Le ladder et le rebalance
Le ladder est la liquidité de travail du protocole. Il comporte des positions de CUBIT proposées à l’achat et une position d’ETH, le cushion, qui peut absorber des ventes proches du marché.
Ses positions sont mobiles. Leur disponibilité dépend des fonds du protocole, du prix et des contraintes de géométrie du pool.
La répartition des tokens
Le modèle lu dans le code vise 70 % des tokens détenus pour le ladder en positions actives, avec le reste en réserve. La partie déployée est répartie entre trois bandes selon 20 % / 30 % / 50 %.
| Bande | Part de la quantité destinée aux bandes | Plage de prix approximative |
|---|---|---|
| Première | 20 % | Référence → ×2 |
| Deuxième | 30 % | ×2 → ×4 |
| Troisième | 50 % | ×4 → ×8 |
Chaque plage fait 6 930 ticks, soit environ un doublement du prix. Ces proportions sont des objectifs de placement : arrondis, plafonds de liquidité et position du marché peuvent laisser davantage de tokens en réserve.
Les pourcentages ne représentent pas des allocations à l’équipe. Les tokens isolés pour le burn et les CUBIT déposés dans le Vault ne sont pas une réserve libre du ladder.
Le cushion en ETH
Le cushion est une position d’achat mobile, normalement située sous le marché. La géométrie historique vise environ une division par deux du prix sur sa largeur. Son placement doit respecter les murs.
Un ETH simplement comptabilisé dans ladderIdleEth n’est pas un ETH présent dans une position active. Il ne crée donc pas de profondeur exécutable tant qu’il reste idle.
Ce qui se passe lorsque le prix range
Quand le prix oscille dans des plages du ladder, leurs inventaires peuvent passer progressivement de CUBIT à ETH, ou d’ETH à CUBIT. Le ladder peut réutiliser ses propres tokens et réorganiser ses positions lors d’un rebalance.
Les murs suivent une règle différente : les CUBIT qu’ils rachètent sont isolés puis détruits, et ne reviennent pas alimenter la LP. Des oscillations qui atteignent les murs peuvent donc retirer des tokens du marché et consommer la liquidité de certaines plages.
Un range qui reste au-dessus des murs ne déclenche pas ces burns. Le prix doit réellement traverser les positions concernées ; il n’existe pas de vidage automatique de tous les ticks par le simple passage du temps. Absorption et déflation.
La compatibilité entre le ladder et plusieurs murs fixes fait partie de la révision en cours. Les détails de la géométrie de l’ancienne version ne suffisent pas à valider la nouvelle.
Ce que fait un rebalance
Un rebalance retire les positions concernées du ladder, comptabilise les actifs et les frais réalisés, affecte les parts prévues, puis redéploie la liquidité disponible autour de la référence retenue par le contrat.
Le sweep transfère 15 % des ETH entrant dans son calcul vers la réserve des murs. La prime keeper est bornée et provient du ladder. Si le Vault est actif et financé par l’activité, sa part porte sur les frais LP du ladder effectivement réalisés en ETH.

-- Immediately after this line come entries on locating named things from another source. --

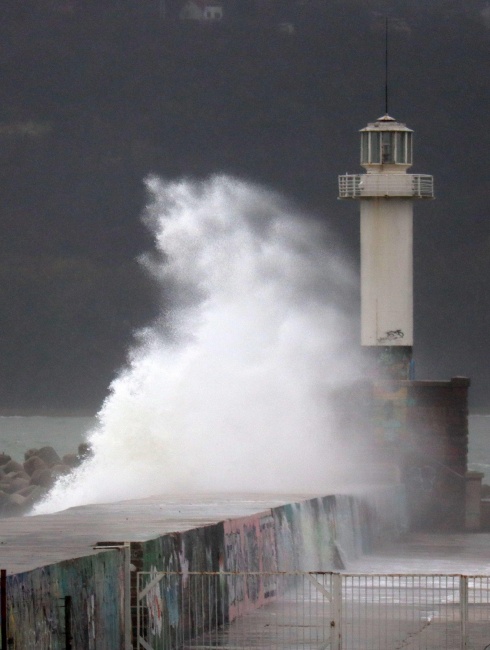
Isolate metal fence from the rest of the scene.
[136,572,490,650]
[339,173,434,199]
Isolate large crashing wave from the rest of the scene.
[35,176,357,514]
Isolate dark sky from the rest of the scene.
[0,0,490,412]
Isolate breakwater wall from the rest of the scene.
[6,486,406,650]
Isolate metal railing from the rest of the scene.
[339,173,434,199]
[137,572,490,650]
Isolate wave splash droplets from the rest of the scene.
[35,176,362,514]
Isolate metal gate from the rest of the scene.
[136,571,490,650]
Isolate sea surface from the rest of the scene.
[0,415,97,462]
[0,413,490,484]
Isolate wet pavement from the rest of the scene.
[0,494,319,573]
[348,533,490,575]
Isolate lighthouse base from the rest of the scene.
[362,345,415,381]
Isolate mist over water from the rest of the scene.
[34,176,359,514]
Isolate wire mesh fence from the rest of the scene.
[137,572,490,650]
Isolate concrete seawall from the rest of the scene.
[0,486,406,650]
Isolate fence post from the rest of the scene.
[459,576,468,650]
[330,573,342,650]
[0,569,7,650]
[124,542,133,650]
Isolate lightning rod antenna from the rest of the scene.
[385,16,388,115]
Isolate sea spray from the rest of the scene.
[34,176,358,514]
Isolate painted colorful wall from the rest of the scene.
[7,551,124,650]
[3,487,406,650]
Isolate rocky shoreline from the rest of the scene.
[0,443,90,517]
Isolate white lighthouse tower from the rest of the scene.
[339,114,434,379]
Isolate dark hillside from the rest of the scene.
[0,0,490,410]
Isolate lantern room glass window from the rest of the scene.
[361,131,412,165]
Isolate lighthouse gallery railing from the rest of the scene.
[339,173,434,199]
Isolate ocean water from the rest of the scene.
[0,414,490,484]
[468,413,490,485]
[0,416,96,462]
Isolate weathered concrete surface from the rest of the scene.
[0,494,317,573]
[349,533,490,575]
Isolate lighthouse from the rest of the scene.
[339,114,434,379]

Le rebalance ne donne pas au caller le choix du prix, du destinataire des murs ou d’un retrait vers son wallet.
Quand l’appel est éligible
Les sources utilisent un déplacement de référence d’au moins 1 250 ticks et un cooldown de 25 blocs. Le contrat vérifie aussi son initialisation, la pause de maintenance et son contexte d’exécution.
Les blocs du cooldown et les secondes du calendrier V2 sont des horloges différentes. Vingt-cinq blocs ne sont pas une durée fixe garantie.

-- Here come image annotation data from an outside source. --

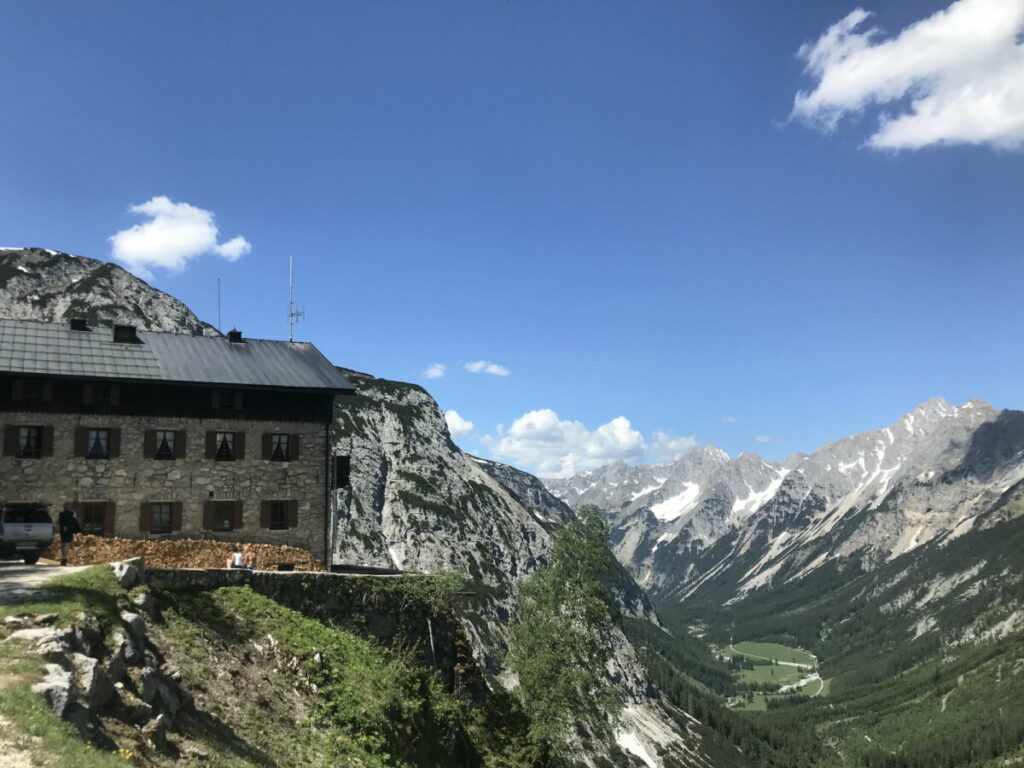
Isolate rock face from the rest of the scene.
[547,399,1024,601]
[0,248,216,333]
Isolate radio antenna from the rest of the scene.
[288,256,306,341]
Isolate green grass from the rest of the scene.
[0,565,123,623]
[739,664,804,686]
[730,641,814,667]
[0,682,132,768]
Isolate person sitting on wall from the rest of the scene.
[57,502,82,565]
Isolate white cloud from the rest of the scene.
[110,196,252,278]
[444,411,473,437]
[483,409,697,477]
[484,409,647,477]
[648,432,697,462]
[793,0,1024,150]
[466,360,512,376]
[423,362,447,379]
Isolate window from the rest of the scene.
[214,432,234,462]
[22,379,46,402]
[92,384,114,406]
[270,434,289,462]
[259,499,299,530]
[210,502,236,530]
[150,502,173,534]
[85,429,111,459]
[153,429,175,459]
[17,427,43,459]
[269,502,288,530]
[334,456,352,488]
[81,502,106,536]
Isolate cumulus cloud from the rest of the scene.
[647,432,697,462]
[110,196,252,278]
[423,362,447,379]
[466,360,512,376]
[483,409,697,477]
[444,411,473,437]
[793,0,1024,150]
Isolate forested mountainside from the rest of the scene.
[0,248,215,333]
[0,250,746,768]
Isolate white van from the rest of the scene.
[0,502,56,565]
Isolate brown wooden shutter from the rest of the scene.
[103,502,118,536]
[3,424,22,456]
[106,428,121,459]
[75,427,89,459]
[142,429,157,459]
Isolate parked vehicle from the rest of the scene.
[0,503,55,565]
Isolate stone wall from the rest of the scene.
[0,412,327,557]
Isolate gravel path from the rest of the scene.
[0,562,86,605]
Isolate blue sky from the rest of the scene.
[0,0,1024,474]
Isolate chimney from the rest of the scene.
[114,326,138,344]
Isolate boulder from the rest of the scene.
[111,557,145,590]
[121,610,145,650]
[131,592,160,620]
[72,653,115,715]
[32,664,78,717]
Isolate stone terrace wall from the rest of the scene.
[145,568,456,690]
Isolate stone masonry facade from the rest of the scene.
[0,411,330,557]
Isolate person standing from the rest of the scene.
[57,502,82,565]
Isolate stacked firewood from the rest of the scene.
[43,535,324,570]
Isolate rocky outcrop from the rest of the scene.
[0,248,217,333]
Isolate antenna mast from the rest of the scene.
[288,256,305,341]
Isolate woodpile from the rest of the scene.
[43,534,324,570]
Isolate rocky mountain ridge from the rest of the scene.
[0,248,217,333]
[546,398,1024,599]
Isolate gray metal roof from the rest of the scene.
[0,318,353,390]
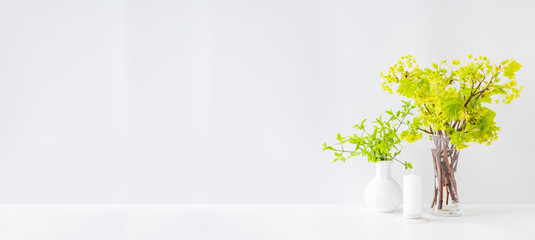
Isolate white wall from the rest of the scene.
[0,0,535,203]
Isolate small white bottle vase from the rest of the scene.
[364,161,402,212]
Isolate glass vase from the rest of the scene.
[431,134,462,217]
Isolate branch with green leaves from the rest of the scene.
[323,102,416,169]
[381,55,522,149]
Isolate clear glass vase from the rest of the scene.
[431,134,462,217]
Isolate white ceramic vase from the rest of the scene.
[364,161,402,212]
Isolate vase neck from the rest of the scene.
[375,161,392,179]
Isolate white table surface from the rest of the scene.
[0,204,535,240]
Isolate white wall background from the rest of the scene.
[0,0,535,203]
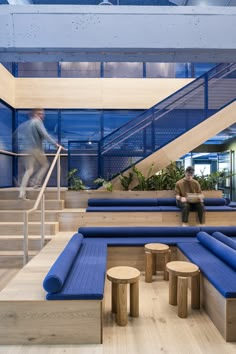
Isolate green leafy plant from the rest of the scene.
[119,172,134,191]
[93,177,113,192]
[194,170,234,190]
[67,168,86,191]
[132,164,153,191]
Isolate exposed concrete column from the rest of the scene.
[0,5,236,62]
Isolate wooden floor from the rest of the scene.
[0,269,236,354]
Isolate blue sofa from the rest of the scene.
[43,233,107,300]
[177,231,236,342]
[86,198,236,212]
[43,226,236,341]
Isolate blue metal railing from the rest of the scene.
[69,63,236,188]
[99,63,236,179]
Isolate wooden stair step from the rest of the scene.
[0,235,52,251]
[0,209,59,222]
[0,187,67,200]
[0,251,38,268]
[0,222,59,236]
[0,199,64,210]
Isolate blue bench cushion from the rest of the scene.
[86,206,161,212]
[46,240,107,300]
[78,226,200,238]
[178,242,236,298]
[197,231,236,270]
[204,198,227,206]
[88,198,157,206]
[205,205,236,212]
[201,226,236,236]
[212,231,236,250]
[43,234,83,292]
[157,198,176,206]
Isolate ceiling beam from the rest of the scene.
[0,5,236,63]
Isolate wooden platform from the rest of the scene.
[177,250,236,342]
[59,209,236,231]
[0,234,102,344]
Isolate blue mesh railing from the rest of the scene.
[99,63,236,179]
[68,63,236,188]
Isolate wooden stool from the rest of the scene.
[144,243,170,283]
[166,261,200,318]
[107,267,140,326]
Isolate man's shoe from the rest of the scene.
[18,195,30,200]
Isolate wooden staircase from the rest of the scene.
[0,188,65,268]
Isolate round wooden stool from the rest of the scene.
[144,243,170,283]
[107,267,140,326]
[166,261,200,318]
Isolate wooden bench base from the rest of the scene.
[177,250,236,342]
[0,235,103,344]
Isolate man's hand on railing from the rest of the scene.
[57,144,67,151]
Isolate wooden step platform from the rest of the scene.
[0,210,59,222]
[0,234,102,345]
[59,209,236,231]
[0,251,38,268]
[0,222,59,237]
[0,199,64,210]
[0,235,51,251]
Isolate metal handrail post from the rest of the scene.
[40,193,45,248]
[57,154,61,200]
[23,211,29,265]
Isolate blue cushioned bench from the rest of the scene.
[86,198,236,212]
[79,226,236,341]
[43,233,107,300]
[177,231,236,341]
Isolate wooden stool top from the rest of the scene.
[166,261,199,277]
[144,243,170,253]
[107,266,140,284]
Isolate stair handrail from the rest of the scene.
[101,63,234,154]
[23,146,62,265]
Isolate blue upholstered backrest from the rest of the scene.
[88,198,157,206]
[212,231,236,250]
[197,231,236,270]
[79,226,200,238]
[204,198,226,206]
[200,226,236,236]
[43,233,84,293]
[157,198,176,206]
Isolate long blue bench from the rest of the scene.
[86,198,236,212]
[43,226,236,341]
[43,233,107,300]
[177,231,236,341]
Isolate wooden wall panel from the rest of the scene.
[15,78,192,109]
[0,64,15,107]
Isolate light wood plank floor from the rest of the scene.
[0,269,236,354]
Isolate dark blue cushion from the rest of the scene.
[177,242,236,298]
[205,205,236,212]
[197,231,236,270]
[157,198,176,206]
[88,198,157,206]
[200,226,236,236]
[79,226,200,238]
[43,234,83,292]
[160,205,181,212]
[86,206,161,212]
[46,240,107,300]
[212,231,236,250]
[204,198,226,206]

Le Lens expose l’éligibilité ; une simulation avec le compte appelant précède toujours l’envoi. Entre lecture et exécution, une autre transaction peut modifier l’état. Déclencher la maintenance.
Sources : CubitHook._deployAsks, _rebalance, _referenceTick et libraries/BandLib.sol. Les paramètres décrits sont ceux des sources lues ; leur intégration multi-murs reste à valider.